Static gravitational force. The Newtonian attraction between two masses at rest is not a wave — it is a static field. A gravitational wave appears only when a mass accelerates (more precisely when the system's quadrupole moment varies). A symmetrically rotating object emits no waves.

Graviton. Hypothetical particle of quantum gravity, the quantum of a gravitational wave — analogue of the photon for light. No individual detection foreseeable in the short term (absurdly small cross-sections). Gravitational waves, on the other hand, are classical phenomena perfectly described by general relativity without needing quantization.

Gravitational lensing. Static effect, tied to spacetime curvature by a mass at rest. Both phenomena stem from general relativity but operate differently: the lens bends light; the wave carries energy through the vacuum.

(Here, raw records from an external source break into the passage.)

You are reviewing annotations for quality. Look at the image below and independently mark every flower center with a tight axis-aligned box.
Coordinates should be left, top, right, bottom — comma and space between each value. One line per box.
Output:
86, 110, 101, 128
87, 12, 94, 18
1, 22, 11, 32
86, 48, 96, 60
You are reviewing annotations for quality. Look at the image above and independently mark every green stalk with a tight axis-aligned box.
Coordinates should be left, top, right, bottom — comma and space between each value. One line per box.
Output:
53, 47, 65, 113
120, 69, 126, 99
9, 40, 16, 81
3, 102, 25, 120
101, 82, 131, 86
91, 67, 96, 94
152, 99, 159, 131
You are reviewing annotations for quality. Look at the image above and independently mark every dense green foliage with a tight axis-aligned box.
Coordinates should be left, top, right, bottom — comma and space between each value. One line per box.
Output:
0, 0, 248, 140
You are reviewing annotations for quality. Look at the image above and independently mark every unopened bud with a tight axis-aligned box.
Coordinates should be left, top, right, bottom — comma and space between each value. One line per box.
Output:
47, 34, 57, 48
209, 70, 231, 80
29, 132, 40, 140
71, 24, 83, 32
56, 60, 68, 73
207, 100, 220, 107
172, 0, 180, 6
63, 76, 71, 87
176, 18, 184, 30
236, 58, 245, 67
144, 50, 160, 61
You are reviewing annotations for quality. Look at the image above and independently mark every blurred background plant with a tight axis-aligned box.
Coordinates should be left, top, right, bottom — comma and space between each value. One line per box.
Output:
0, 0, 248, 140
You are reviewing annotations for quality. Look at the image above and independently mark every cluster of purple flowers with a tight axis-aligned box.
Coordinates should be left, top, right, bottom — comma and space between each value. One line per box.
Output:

Electromagnetic waves. Gravitational and EM waves both propagate at c, both carry energy, both are emitted by accelerated masses/charges. But EM waves are dipolar (standard linear polarizations) and emitted by electric charges, whereas gravitational waves are quadrupolar (2 tensor modes + and ×) and emitted by any mass in asymmetric acceleration.

Gravitational radiation vs. gravitational wave. The two terms are synonyms in scientific literature. By analogy: 'electromagnetic radiation' and 'electromagnetic wave' describe the same phenomenon, depending on whether the energy or wave aspect is emphasised.